Automatic identification and definition of bolted contacts
Performing simulations on complex assemblies is an arduous task as the connection between each part interface must be defined. Certain simulation packages can identify part interfaces and automatically create a bonded contact definition at each of these interface locations. Bonded contact areas are treated as if part interfaces are welded or glued together. However, this is insufficient for bolted connections as bolts are neither glued nor welded to achieve the intended connection.
Bolted connections are typically treated as bonded contacts at the clamping interface of the bolt head, clamping interface of the nut and the bolt shank/nut interface. Bolt pretension clamps components between the bolt head and the nut.

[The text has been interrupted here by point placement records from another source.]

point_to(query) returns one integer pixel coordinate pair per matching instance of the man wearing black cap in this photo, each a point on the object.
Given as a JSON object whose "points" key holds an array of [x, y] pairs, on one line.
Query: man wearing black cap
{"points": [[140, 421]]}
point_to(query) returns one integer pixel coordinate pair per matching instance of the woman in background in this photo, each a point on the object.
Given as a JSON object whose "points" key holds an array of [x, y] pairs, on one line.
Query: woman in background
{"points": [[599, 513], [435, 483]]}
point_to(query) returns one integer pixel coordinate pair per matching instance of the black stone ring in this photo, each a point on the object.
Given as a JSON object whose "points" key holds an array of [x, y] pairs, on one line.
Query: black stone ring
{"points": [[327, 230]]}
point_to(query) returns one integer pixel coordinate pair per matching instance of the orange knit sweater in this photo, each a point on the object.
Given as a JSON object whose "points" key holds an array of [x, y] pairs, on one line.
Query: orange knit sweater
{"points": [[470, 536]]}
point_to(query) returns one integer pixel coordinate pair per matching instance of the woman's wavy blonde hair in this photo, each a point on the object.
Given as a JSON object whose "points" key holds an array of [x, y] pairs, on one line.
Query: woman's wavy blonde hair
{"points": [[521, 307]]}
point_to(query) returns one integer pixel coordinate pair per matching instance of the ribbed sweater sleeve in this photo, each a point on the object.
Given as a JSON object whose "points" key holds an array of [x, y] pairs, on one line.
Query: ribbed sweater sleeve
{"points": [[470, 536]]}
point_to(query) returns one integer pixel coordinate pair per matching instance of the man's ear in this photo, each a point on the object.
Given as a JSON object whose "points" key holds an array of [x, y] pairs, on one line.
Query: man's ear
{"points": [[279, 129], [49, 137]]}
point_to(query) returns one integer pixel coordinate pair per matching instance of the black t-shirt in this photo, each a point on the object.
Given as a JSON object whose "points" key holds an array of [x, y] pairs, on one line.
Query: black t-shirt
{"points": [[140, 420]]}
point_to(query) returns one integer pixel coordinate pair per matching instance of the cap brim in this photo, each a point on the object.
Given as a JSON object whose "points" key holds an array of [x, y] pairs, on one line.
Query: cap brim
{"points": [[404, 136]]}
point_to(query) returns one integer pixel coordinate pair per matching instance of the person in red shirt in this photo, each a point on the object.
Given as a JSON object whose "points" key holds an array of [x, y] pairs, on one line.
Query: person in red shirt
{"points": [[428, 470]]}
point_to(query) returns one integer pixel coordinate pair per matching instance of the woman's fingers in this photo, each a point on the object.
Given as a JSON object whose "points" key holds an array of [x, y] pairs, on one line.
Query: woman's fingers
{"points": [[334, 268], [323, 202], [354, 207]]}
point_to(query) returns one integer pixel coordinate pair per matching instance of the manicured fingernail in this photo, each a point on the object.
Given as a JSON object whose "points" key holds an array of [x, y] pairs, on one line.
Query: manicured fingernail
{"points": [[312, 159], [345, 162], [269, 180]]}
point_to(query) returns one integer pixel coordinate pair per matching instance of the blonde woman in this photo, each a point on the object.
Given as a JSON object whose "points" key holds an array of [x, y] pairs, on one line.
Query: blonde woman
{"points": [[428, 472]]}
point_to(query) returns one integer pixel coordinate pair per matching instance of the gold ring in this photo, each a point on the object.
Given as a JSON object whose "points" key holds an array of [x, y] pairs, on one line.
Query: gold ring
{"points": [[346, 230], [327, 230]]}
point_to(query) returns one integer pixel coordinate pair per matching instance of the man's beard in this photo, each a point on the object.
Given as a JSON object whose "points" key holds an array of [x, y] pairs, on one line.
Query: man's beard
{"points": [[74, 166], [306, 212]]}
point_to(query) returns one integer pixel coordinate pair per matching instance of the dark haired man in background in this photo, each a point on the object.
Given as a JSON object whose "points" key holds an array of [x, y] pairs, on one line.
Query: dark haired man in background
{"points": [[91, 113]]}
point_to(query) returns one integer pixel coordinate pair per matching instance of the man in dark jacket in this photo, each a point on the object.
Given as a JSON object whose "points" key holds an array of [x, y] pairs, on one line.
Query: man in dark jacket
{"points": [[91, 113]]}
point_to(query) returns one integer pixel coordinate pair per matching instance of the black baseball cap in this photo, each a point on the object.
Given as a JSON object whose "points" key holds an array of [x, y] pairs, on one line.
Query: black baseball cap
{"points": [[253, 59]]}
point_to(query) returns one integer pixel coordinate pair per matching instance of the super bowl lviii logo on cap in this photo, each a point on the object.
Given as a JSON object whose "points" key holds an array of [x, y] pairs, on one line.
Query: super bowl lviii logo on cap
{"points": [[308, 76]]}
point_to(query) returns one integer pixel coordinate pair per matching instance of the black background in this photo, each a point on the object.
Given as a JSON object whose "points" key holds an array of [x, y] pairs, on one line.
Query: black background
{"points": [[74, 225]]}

The interfaces touching the clamped material are modelled as being bonded to the interfacing material. Nuts are typically modelled as being bonded to the bolt shank. This models the interaction between the screw threads of both the bolt and the nut.

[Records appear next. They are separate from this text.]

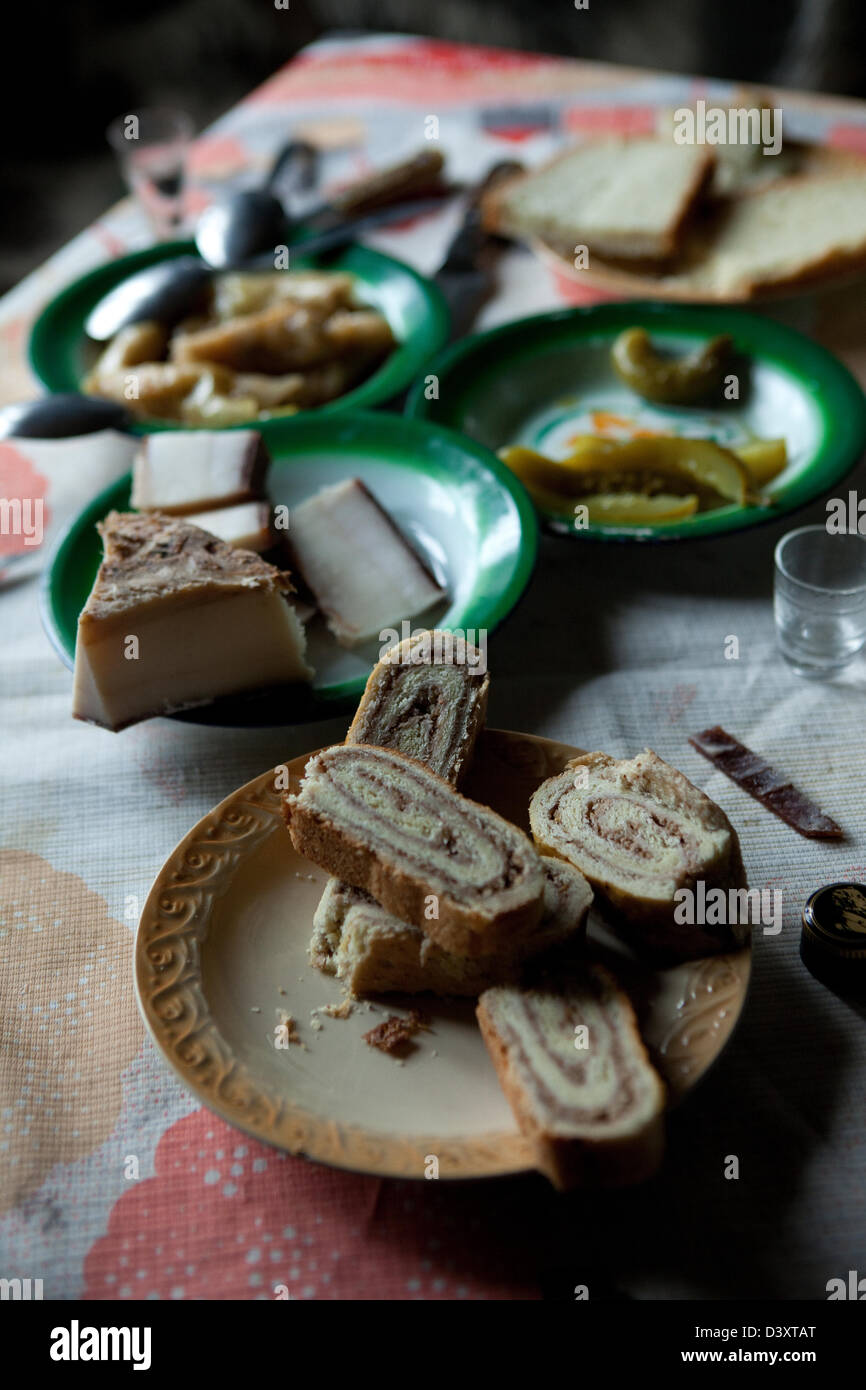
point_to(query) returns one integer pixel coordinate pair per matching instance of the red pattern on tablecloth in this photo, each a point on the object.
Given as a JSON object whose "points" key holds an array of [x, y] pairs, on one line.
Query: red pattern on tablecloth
{"points": [[224, 1216], [20, 483]]}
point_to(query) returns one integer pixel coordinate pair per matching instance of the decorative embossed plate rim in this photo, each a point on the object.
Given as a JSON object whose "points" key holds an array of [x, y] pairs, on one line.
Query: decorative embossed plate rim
{"points": [[687, 1012]]}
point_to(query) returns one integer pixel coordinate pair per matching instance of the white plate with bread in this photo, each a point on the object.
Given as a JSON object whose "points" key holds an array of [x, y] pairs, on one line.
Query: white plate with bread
{"points": [[353, 961], [652, 218]]}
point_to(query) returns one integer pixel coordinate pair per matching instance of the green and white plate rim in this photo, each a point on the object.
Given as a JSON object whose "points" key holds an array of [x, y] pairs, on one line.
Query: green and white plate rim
{"points": [[462, 509], [516, 384], [60, 352]]}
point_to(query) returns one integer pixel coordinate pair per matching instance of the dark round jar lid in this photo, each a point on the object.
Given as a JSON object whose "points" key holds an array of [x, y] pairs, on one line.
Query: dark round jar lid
{"points": [[833, 940]]}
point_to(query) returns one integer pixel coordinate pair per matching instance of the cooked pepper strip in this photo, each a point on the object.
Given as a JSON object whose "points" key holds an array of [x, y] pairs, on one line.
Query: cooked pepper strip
{"points": [[663, 463], [765, 784]]}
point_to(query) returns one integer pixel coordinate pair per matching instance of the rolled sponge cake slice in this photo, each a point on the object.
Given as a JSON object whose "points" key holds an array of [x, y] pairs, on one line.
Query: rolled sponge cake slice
{"points": [[385, 823], [572, 1064], [641, 831], [374, 952], [426, 698]]}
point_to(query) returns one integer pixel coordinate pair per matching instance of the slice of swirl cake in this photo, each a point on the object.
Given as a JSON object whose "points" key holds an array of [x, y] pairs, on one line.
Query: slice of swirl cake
{"points": [[641, 833], [427, 698], [576, 1073], [439, 862], [374, 952]]}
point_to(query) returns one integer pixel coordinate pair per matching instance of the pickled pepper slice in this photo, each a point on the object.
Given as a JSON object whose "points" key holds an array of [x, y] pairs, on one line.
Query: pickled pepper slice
{"points": [[765, 784]]}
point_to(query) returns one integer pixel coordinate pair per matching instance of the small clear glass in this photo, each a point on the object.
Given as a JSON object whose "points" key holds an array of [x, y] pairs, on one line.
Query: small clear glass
{"points": [[820, 599], [152, 146]]}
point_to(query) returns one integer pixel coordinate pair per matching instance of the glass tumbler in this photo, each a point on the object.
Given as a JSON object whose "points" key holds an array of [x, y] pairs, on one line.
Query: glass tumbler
{"points": [[152, 146], [820, 599]]}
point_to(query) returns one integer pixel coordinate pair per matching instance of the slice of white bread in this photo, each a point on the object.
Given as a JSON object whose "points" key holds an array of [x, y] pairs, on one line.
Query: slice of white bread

Components that are bolted do not interface with the bolt shank directly. Sliding contacts are used to model this interaction. Therefore, to correctly approximate the physics of a bolted assembly, analysts require at least 4 connections (3 bonded, 1 sliding). For a small number of bolted connections this procedure can be performed manually. However, for large bolted assemblies with hundreds of bolts and nuts, this manual process is not feasible.
Altair SimSolid™ automatically identifies parts with a hexagonal shape as either a bolt head or a nut. If the hexagonal shape is connected to a cylinder, then it is automatically characterised as a bolt. The remaining hexagonal part is characterised as the nut. When users activate the automatic connection tool and provide both a gap and penetration tolerance, for connection interfaces, then SimSolid intelligently identifies each part of the assembly and creates a bonded contact at applicable part interfaces. Bolted connections, however, are handled separately by automatically defining both bonded and sliding contacts at the required locations for achieving the correct physics during a simulation as depicted in Fig 1.